The following data were prospectively collected by a blinded observer and compared: age (yr), weight (kg), surgical time (min), anesthesia time (min), recovery time (min), discharge time (min), halothane MAC minutes, the need to increase halothane concentration during peritoneal traction, and postoperative analgesic therapy with fentanyl and acetaminophen. Recovery time was defined as the time from when the patient entered the recovery room until the patient met Steward discharge criteria. Discharge time was defined as the time from when the patient entered the recovery room until the patient was discharged home from the SSRU. The continuous data were summarized by mean ± sd, median, and interquartile range. The continuous data were compared by using Student’s t-test and the Kruskal-Wallis test. The nominal data were compared by χ2 tests and Fisher’s exact test. A P value of <0.05 was considered statistically significant.

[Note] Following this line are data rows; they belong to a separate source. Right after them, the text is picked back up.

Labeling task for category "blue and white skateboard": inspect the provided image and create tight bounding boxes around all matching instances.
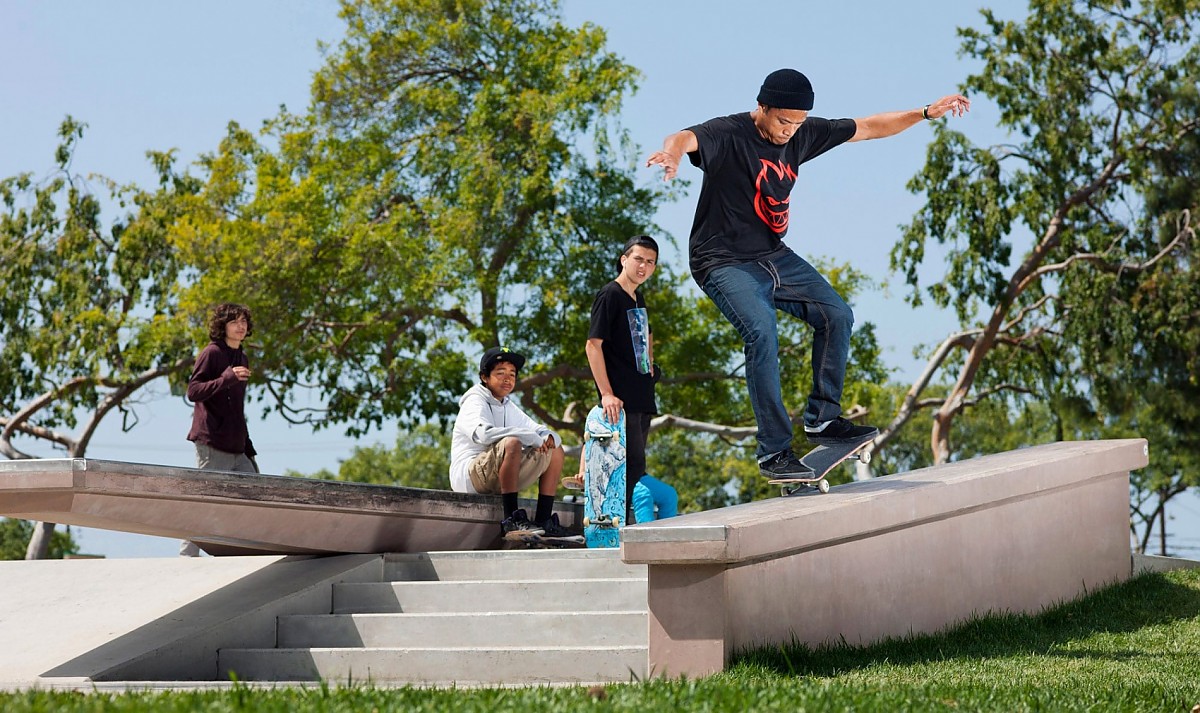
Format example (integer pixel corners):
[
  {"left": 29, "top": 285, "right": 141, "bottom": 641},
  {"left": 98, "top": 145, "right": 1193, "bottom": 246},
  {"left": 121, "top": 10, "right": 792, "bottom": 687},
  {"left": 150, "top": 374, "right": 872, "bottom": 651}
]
[{"left": 583, "top": 406, "right": 625, "bottom": 547}]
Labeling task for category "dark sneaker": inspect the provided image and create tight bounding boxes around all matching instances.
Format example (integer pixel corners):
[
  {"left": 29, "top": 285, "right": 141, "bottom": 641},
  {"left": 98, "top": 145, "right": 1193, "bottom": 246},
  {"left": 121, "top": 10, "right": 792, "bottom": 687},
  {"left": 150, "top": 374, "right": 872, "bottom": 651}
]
[
  {"left": 758, "top": 449, "right": 812, "bottom": 479},
  {"left": 804, "top": 417, "right": 880, "bottom": 445},
  {"left": 538, "top": 513, "right": 583, "bottom": 543},
  {"left": 500, "top": 509, "right": 545, "bottom": 539}
]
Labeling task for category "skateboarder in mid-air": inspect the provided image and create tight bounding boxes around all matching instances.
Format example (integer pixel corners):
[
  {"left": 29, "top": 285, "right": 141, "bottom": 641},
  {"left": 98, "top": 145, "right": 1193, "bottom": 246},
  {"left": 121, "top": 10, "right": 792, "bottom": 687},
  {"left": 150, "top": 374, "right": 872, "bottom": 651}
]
[
  {"left": 450, "top": 347, "right": 583, "bottom": 541},
  {"left": 646, "top": 70, "right": 971, "bottom": 478}
]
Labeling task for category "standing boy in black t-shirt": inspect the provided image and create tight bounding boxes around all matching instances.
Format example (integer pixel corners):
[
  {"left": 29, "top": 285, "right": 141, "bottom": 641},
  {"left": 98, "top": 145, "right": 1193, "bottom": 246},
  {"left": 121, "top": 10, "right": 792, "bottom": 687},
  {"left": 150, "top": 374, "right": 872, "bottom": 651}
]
[
  {"left": 586, "top": 235, "right": 659, "bottom": 516},
  {"left": 646, "top": 70, "right": 971, "bottom": 478}
]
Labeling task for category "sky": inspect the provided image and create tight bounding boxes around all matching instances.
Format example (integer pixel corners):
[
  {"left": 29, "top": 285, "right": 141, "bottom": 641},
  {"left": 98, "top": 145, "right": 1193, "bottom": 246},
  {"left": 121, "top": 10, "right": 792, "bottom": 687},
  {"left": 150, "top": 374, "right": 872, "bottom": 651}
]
[{"left": 0, "top": 0, "right": 1200, "bottom": 557}]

On the basis of the power analysis with the χ2 test and power = 0.80 (α = 0.05), a sample size of 51 per group was determined to detect a difference in proportions of increase in inspired halothane concentration, p1-p2 > 30%, when p2 = 20% in the HVLC group (Group 2). p1 is the percentage of patients requiring increase in halothane concentration in Group I and p2 is the percentage of patients requiring increase in halothane concentration in Group II. This was based on an anticipation of a percentage change in the incidence of response between the two groups. We terminated our study after studying 50 children because an unacceptably large number of children—15 (65.2%) of the 23 patients—who received the LVHC (Group 1) required an increase in inspired halothane concentration because of increased heart rate, blood pressure, and respiratory rate and phonation during spermatic cord traction, as opposed to the other group (HVLC; Group 2).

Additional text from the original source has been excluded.